STATEMENT OF PRIVACY PRACTICES
Marcus N. Torrey, DDS and his team are dedicated to protecting the privacy rights of our patients and the confidential information entrusted to us. The commitment of each employee to ensure that your health information is never compromised is a principal concept of our practice. We may, from time to time, amend our privacy policies and practices. A current copy will always be available for your review at our office.
PROTECTING YOUR PERSONAL HEALTHCARE INFORMATION
We use and disclose the information we collect from you only as allowed by the Health Insurance Portability and Accountability Act and the State of Washington. This includes relating to your treatment, payment and our dental care operations. Your personal health information is never to be otherwise given to anyone-even family members-without your written consent. You, of course, may give written authorization for us to disclose this information to anyone you choose, for any purpose.
COLLECTING PROTECTED HEALTH INFORMATION
We will only request personal information needed to provide our standard of quality dental care, implement payment activities, conduct normal practice operations and comply with the law. This may include your name, address, telephone number(s), Social Security Number, employment data, medical history, health records, etc. While most of the information will be collected from you, we may obtain information from third parties if it is deemed necessary. Regardless of the source, your personal information will always be protected to the full extent of the law.
DISCLOSURE OF YOUR PROTECTED HEALTH INFORMATION
As stated above, we may disclose information as required by law. We are obligated to provide information to law enforcement and governmental officials under certain circumstances. We will obtain your written authorization before using or disclosing your personal health information for purposes other than those provided in this Notice (or otherwise permitted or required by law). You may revoke an authorization in writing at any time. Upon receipt of the written revocation, we will stop using or disclosing your personal health information, except to the extent that we have already taken action. We will not use your information for marketing purposes without your written consent.
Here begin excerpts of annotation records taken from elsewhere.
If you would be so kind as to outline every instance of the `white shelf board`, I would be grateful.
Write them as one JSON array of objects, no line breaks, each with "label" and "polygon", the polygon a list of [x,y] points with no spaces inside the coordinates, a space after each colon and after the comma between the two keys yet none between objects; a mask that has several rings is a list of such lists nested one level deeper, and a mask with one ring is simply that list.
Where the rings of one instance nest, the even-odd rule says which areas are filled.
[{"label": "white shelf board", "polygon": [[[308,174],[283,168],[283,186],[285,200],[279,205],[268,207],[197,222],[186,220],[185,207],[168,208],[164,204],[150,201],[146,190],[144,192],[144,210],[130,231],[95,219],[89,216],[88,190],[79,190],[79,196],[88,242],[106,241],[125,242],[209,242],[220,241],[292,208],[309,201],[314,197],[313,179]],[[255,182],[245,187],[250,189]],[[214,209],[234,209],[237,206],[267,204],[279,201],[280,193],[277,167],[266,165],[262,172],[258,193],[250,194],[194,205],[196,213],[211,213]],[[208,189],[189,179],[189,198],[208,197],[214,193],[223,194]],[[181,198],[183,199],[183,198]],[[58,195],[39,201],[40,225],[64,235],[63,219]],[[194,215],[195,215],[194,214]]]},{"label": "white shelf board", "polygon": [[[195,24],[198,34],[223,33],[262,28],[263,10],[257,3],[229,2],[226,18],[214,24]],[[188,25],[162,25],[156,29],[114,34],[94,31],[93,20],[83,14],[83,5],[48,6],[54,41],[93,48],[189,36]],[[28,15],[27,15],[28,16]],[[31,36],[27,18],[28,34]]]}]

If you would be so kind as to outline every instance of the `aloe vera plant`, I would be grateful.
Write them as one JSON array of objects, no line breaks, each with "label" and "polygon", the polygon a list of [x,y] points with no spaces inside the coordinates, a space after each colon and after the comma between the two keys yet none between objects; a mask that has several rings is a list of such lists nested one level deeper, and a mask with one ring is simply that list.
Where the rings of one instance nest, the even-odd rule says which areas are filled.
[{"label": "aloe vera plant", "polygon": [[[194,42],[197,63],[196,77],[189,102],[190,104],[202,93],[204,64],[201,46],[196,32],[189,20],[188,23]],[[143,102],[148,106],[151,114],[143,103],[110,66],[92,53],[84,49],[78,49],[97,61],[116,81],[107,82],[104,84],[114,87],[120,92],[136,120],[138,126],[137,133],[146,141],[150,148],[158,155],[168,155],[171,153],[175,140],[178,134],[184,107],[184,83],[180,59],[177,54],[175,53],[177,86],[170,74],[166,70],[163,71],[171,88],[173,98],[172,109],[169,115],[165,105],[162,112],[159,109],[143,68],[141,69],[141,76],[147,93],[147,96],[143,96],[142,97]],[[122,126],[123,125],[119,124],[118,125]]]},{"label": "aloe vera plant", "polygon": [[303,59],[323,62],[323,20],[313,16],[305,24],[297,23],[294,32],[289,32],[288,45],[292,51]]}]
We may use and/or disclose your healthcare information to communicate reminders about your appointments including email, texts, voicemail messages, answering machines and postcards.
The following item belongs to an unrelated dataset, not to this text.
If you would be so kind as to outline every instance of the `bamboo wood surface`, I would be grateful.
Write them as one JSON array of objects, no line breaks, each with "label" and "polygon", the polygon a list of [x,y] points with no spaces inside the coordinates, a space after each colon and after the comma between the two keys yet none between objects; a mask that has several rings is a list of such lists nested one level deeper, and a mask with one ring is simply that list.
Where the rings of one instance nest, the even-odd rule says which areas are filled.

You have the right to request copies of your healthcare information; to request copies in a variety of formats; and to request a list of instances in which we, or business associates, have disclosed your protected information for uses other than stated above. All such requests must be in writing. We may charge for your copies in an amount allowed by law. You have the right to request restrictions on our use or disclosure of your personal health information. We are not required to agree to your request except in the case where the disclosure is to a health plan for purposes of carrying out payment. If you believe your rights have been violated, we urge you to notify us immediately. You can also notify the US Department of Health and Human Services.
Please let us know if you have any questions concerning your privacy rights and protection of your personal health information.